Findings have shown how an aide to Governor Dapo Abiodun of Ogun State defrauded United States and how he was tracked over his involvement in $350,000 (about N140 million) COVID-19 unemployment fraud.
PREMIUM TIMES earlier reported that Abidemi Rufai, Mr Abiodun’s Senior Special Assistant, was nabbed by the Federal Bureau of Investigation (FBI) at John F. Kennedy International Airport in New York last Friday.
He was allegedly planning to leave the U.S. for Amsterdam in Netherlands when he was arrested.
He is scheduled for a detention hearing Wednesday in a federal court at Tacoma.
According to Tessa Gorman, acting U.S. Attorney for the Western District of Washington, Mr Rufai used the identities of more than 100 Washington residents to steal more than $350,000 in unemployment benefits from the Washington state Employment Security Department (ESD) during the COVID-19 pandemic last year.
He is also suspected to be defrauding unemployment programs in Hawaii, Maine, Michigan, Missouri, Montana, New York, Ohio, Pennsylvania, Wisconsin and Wyoming.
Wire fraud, according to the United States Department of Justice, is punishable by up to thirty years in prison when it relates to benefits paid in connection with a presidentially-declared disaster or emergency, such as the COVID-19 pandemic.
How Rufai allegedly defrauded U.S.
According to The Seattle Times report, Mr Rufai bypassed security systems at the Employment Security Department using a simple feature of Google’s free Gmail service.
“Federal investigators initially identified Rufai through a single Gmail account he used to file 102 claims for pandemic-related unemployment benefits from the ESD, as well as claims at programs in other states, according to the complaint.
“In Rufai’s case, his original email address — Sandytangy58@gmail.com — was expanded to include dot variants such as email@example.com and firstname.lastname@example.org, according to the federal complaint.
“Rufai used the dot variant addresses to create multiple accounts in the Washington state system that authenticates online users of government services, the complaint alleges. Rufai was then able to file for unemployment benefits with the ESD using stolen personal identities of real Washington residents, the complaint said.
“Because emails sent by the agency to the dot variants all went to Rufai’s Gmail account, Rufai could easily monitor all ESD correspondence regarding each claim.”

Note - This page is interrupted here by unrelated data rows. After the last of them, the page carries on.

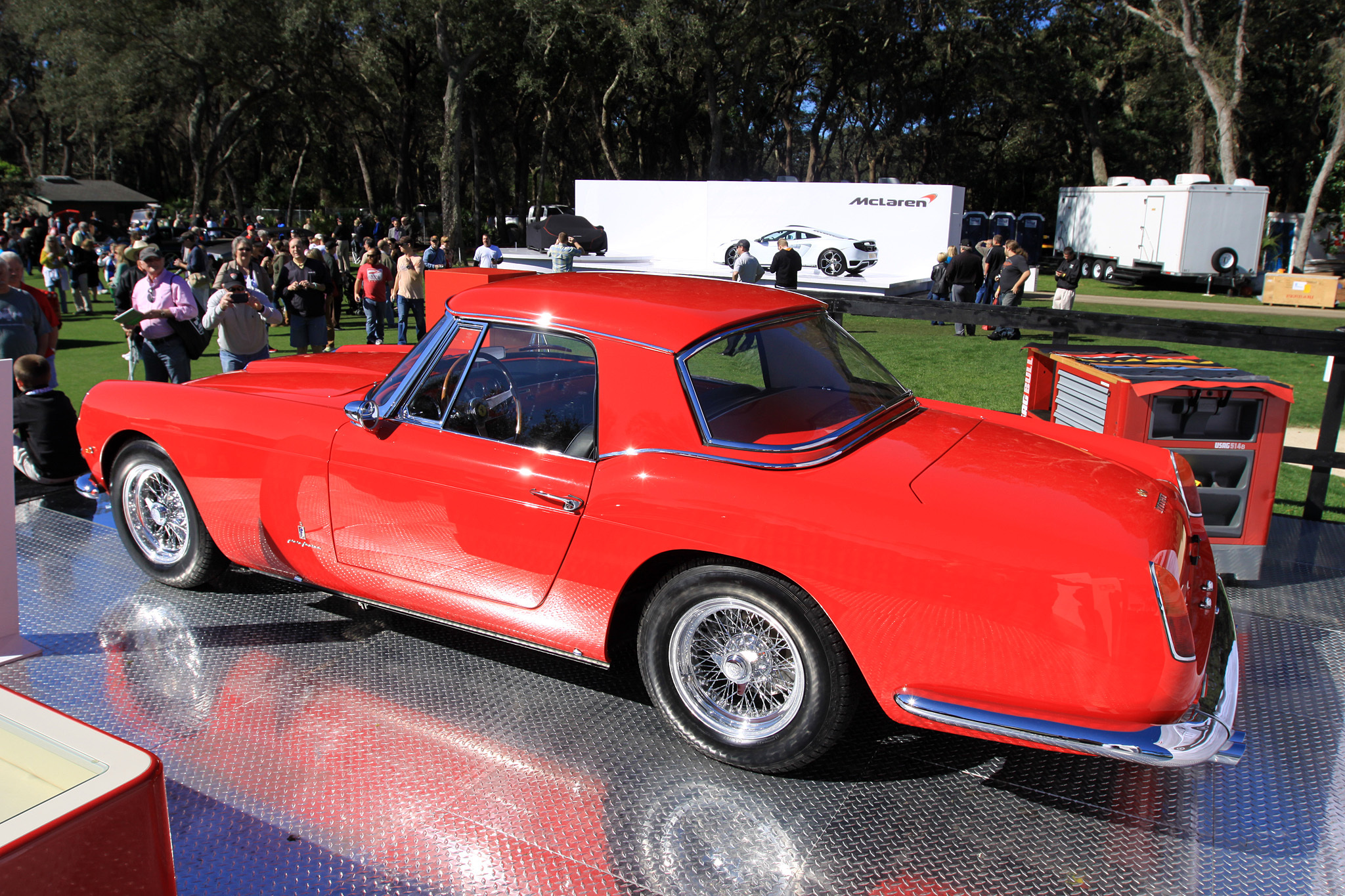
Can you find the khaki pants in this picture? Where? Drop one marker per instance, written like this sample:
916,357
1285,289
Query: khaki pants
1064,300
332,319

PREMIUM TIMES learnt that a federal judge in January 2021 issued a warrant to Google, which operates Gmail, allowing investigators to search Mr Rufai’s Gmail account.
“Investigators found more than 1,000 emails from the ESD, including emails the agency sent allowing new claimants to activate their accounts.
Investigators also found around 100 emails from other states’ unemployment systems and from Green Dot, an online payment system reportedly used for stolen unemployment benefits,
“The email and banking tactics allegedly used by Rufai appear to link him with the Nigerian crime organization known as Scattered Canary,” the Seattle Times reported.
The report said findings show that Mr Rufai was actively engaged in stealing and retaining the personal identifying information of American citizens.
“Investigators found numerous emails with file attachments containing thousands of bank and credit card numbers, birth dates and other personal identifying information, images of driver’s licenses, and “a very large volume” of tax returns of U.S. taxpayers.”
Rufai’s ‘security lapses’
According to the newspaper, Mr Rufai’s recovery number for his mail was a Nigerian-based cellphone number that was also listed on his 2019 U.S. visa application.
“A Google Drive account associated with the Gmail account included images of “an individual who matches the physical appearance of Rufai in his 2019 visa application photo.”
“It also contained purchase confirmation emails for products that listed Mr Rufai’s brother’s address in Jamaica, New York, as the billing addresses.
The report stated that investigators determined that Mr Rufai arrived in the United States on February 19, 2020, and left on August 9, 2020, “and was therefore apparently present in the United States during the period of the fraud.”
“Bank records show that between March 3 and Aug. 2, 2020, $288,825 was deposited from multiple sources, including Green Dot, into a Citibank checking account in Rufai’s name, according to the complaint and federal officials.
“Additional funds were transferred by the ESD to the account of a second individual, identified in the complaint as C.S., who reportedly filed unemployment claims using Rufai’s Gmail account. That individual also filed claims for unemployment benefits in other states.”